Don’t just restore the streetcars from Katrina’s touch, the thought goes, expand the lines to their original egalitarian glory. For once, New Orleans is ahead of the curve: Nearly 100 US cities now are considering streetcar lines, according to the Lincoln Institute of Land Policy in Cambridge, Mass.

Although the city has its red streetcar line – modern, mechanically cooled, and with welded tracks – locals still prefer the rough, noisy, and naturally air-conditioned ride of the green cars, lit at night by bare bulbs. Riders of the green streetcars say the system’s sturdy presence helps to hasten the Big Easy’s return, even as it slows the city’s pace and synchronizes the New Orleans existence to a steady, but calming clank and sway – a little more like riding a small ferry than a motorized car. Comfort in muggy New Orleans is always relative.

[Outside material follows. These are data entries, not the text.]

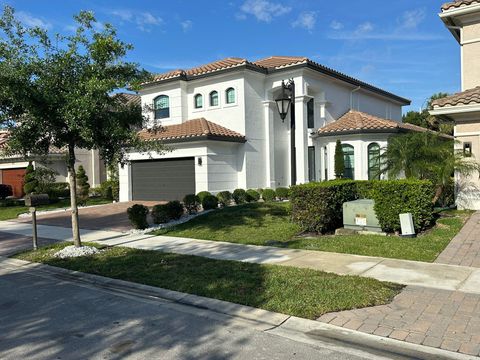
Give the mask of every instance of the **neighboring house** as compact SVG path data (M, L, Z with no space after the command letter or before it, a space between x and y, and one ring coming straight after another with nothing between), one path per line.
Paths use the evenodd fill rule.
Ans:
M120 200L291 185L290 117L282 121L275 103L282 80L289 79L296 89L297 183L335 177L337 139L344 145L346 175L371 178L374 155L387 138L418 130L401 124L409 100L304 57L227 58L175 70L139 91L142 106L153 109L140 135L172 151L130 152L119 171ZM157 123L163 129L151 131Z
M0 131L0 151L8 138L7 131ZM77 166L83 165L88 176L90 186L99 186L106 180L106 170L103 161L100 159L97 150L76 150ZM47 167L57 172L55 181L67 182L68 171L66 163L66 152L51 148L47 156L31 157L34 168ZM0 157L0 184L7 184L12 187L14 197L22 197L25 169L28 161L20 156Z
M442 6L440 18L461 46L462 92L432 103L432 115L455 122L455 145L480 161L480 0ZM457 206L480 210L479 174L456 174Z

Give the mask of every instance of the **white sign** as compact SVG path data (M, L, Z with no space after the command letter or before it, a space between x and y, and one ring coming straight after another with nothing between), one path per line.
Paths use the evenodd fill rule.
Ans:
M355 225L357 226L367 226L367 218L362 215L355 216Z

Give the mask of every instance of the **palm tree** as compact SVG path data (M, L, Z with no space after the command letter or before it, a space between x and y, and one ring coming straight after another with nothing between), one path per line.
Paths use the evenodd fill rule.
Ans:
M465 176L477 172L480 164L454 149L452 139L432 132L392 136L380 156L381 172L389 178L430 180L435 185L436 203L451 186L455 173Z

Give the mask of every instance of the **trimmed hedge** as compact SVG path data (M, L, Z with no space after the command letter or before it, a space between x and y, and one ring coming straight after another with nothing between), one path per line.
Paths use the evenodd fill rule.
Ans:
M206 195L202 200L203 210L214 210L218 208L218 199L212 194Z
M264 189L262 192L262 199L265 202L274 201L276 198L275 190L273 189Z
M326 233L343 225L343 203L356 200L357 185L333 180L292 186L292 219L304 231Z
M233 196L230 191L220 191L217 194L218 202L222 207L230 205L230 203L232 202L232 198Z
M400 230L401 213L412 213L415 229L434 222L434 186L426 180L333 180L291 188L293 221L304 231L326 233L343 226L343 203L373 199L383 231Z
M208 195L212 195L210 192L208 191L200 191L197 196L198 196L198 200L200 200L200 203L203 202L203 199L208 196Z
M128 219L135 229L146 229L148 227L148 208L145 205L135 204L127 209Z
M411 213L415 230L434 222L432 199L435 187L428 180L388 180L373 182L375 213L383 231L400 231L399 215Z
M290 190L287 188L276 188L275 194L277 195L278 200L287 200L290 197Z
M200 199L195 194L185 195L183 198L183 205L190 215L195 214L200 206Z
M166 204L155 205L152 208L152 219L155 224L165 224L171 220L180 219L183 212L183 205L180 201L169 201Z
M247 202L247 192L243 189L235 189L233 191L233 201L235 204L240 205Z
M0 200L5 199L7 196L12 196L12 187L7 184L0 184Z
M260 193L254 189L247 190L247 201L248 202L256 202L260 200Z

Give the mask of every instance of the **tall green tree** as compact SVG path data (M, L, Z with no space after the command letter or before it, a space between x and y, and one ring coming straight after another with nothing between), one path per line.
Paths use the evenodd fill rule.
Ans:
M345 155L343 153L342 142L337 140L335 144L335 177L342 179L345 175Z
M149 76L125 61L132 46L105 24L97 30L91 12L74 17L73 35L26 28L6 6L0 17L0 127L9 137L7 154L46 155L51 146L65 149L72 207L72 231L81 246L75 149L98 149L108 164L124 163L129 148L162 151L141 141L136 129L144 116L138 105L111 96Z
M85 205L88 199L88 191L90 184L88 183L88 176L82 165L77 170L77 196L80 205Z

Unlike other cities, New Orleans never fully embraced modern streetcars, and the mechanics at the old Carrollton depot are adept at machining parts to keep the stock rolling. It took a $46 million federal grant to repair the newer red cars after they were flooded. They began operation again earlier this year. The old green clunkers weren’t touched by the flood – paragons of practical simplicity that began rolling as soon as the catenary was fixed.

In a city where rules are meant to be bent, modern mass-transit safety notions are blithely ignored as riders crowd the driver, who stands with both hands on levers that accelerate and brake the car and converses freely as it clanks, shimmies, and rocks past the ornate mansion fronts of St. Charles.

A pedal kick by the driver clangs a bell. A woman braids her daughter’s hair as a boy toddler and a girl baby lean quietly against her on the wooden seats, lulled by the motion. Japanese tourists, lanky teenagers in too-big white T-shirts, and skateboarders also crowd in and enjoy the ride. The one rule to obey, however, is: Don’t hang your head or arms out the windows. Trees, lampposts, and trucks provide a tight squeeze.

The streetcar lines that travel up St. Charles and Canal Streets serve as a metronome for a city that is systematically getting back up on its feet. The system epitomizes not just New Orleans’ charm, but also its stubborn anachronisms – values that have a curious draw on a new generation of socially conscious young Americans who’ve been flocking to the Big Easy looking for work and a life in one of the only major US cities with positive employment trends.

Marco Baldecci’s nose is deep into Dr. Spock’s baby book, a clue to the anxious wrinkle across his brow. Since the young professional moved here last year, he rides the green streetcars nearly every day from his Uptown house to his downtown job. “It’s elegant and old-fashioned,” Mr. Baldecci says, “not to mention practical.”

The 923 – built in the 1920s in High Point, N.C., back when American welders still built trains and trolleys – turns from St. Charles and charges into the steep valleys of the downtown. Bourbon Street and all its attendant sights and smells beckons beyond. Riders smile gently, and thank the driver, who tips his hat. There is joy in Mudville, after all.